As I shared in part 2, “Medicare for All” is really a slogan that encompasses several different approaches to increasing the role of government in the financing of health care, and would represent steps toward universal coverage. Lots of people, including nearly all folks running for the 2020 Democratic presidential nomination, claim to support MFA, though they differ on which version (and some have endorsed more than one).
A few thoughts all this:
- All versions would dramatically increase the government’s role in funding health care. The first option would likely increase the government share of health spending higher even than in Canada or the UK. But keep in mind that government spending is already more than half of all health spending in the US. None of the current recipients of this spending (seniors, veterans, etc.) are clamoring to do away with it, it has broad public support, and even those politicians who claim to want to move toward a more market-based system are only tinkering around the edges. The genie of government role in health care is not going back in the bottle.
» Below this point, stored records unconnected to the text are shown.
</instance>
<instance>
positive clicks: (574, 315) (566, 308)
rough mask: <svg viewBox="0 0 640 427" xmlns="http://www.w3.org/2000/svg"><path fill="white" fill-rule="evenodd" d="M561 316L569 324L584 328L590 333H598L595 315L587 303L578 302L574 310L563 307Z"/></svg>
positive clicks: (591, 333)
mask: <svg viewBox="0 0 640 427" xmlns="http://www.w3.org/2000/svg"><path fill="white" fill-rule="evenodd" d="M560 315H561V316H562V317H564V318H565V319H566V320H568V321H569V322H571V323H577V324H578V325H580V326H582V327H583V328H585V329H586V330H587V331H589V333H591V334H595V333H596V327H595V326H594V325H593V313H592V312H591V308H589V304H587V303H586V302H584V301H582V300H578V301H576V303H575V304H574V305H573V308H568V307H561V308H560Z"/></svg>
Moreover, none of these plans, even the most far-reaching, would mandate any significant change in the US provider system, which is and would remain primarily private. Like most of the countries who have achieved universal coverage, this is not actually a socialized system like the National Health Service in the UK or the VA and Department of Defense here in the US. Medicare for All is not the first mile on the road to becoming Venezuela.
- The success of any of these needs to recognize that Medicare (and even more so Medicaid) currently fails to cover the cost of providing care. We have managed this for years by shifting costs to the private sector. The less private insurance there is, the less opportunity for shifting, and the more the government will need to adjust their payment rates in any of these MFA variations. Any calculations of the cost of any MFA plan that does not account for this and assumes we can simply extend current Medicare or Medicaid rates is underestimating the total cost by at least 10-15%.
I fear that part of the popularity of these plans is the belief that we can achieve universal coverage without any hard choices. We underfund schools, roads, and other government services and then complain about the quality. By and large, you get what you pay for. There is some waste in the current system – overutilization driven by financial incentives and (to a much lesser extent) defensive medicine, high overhead due to the complexity on the payment side, excessive marketing and profit – and some fraud and abuse (though far less than many think). But the overall cost of achieving high-quality, universal health care will be high, no matter how we go about it.
- Every single one of these variations will have entrenched opposition. No matter how popular with the public, the battle to enact any expansion of government-sponsored coverage will make passing the Affordable Care Act look like a walk in the park. And while the ACA did not solve all our problems, it was a good start. My advice to those who want to improve health care is don’t let the perfect get in the way of the possible. And don’t use Medicare for All as a purity test or weapon in partisan warfare. The 2020 presidential candidates generally support some variation on a path to the goal of fairer, more affordable, more accessible health care. Look at specifics, test assertions and assumptions, ask if a plan represents progress. A journey of a thousand miles begins with one step, and the road to universal health care is a long one. Slogans aren’t policy, and no nation’s health system fits easily on a bumper sticker.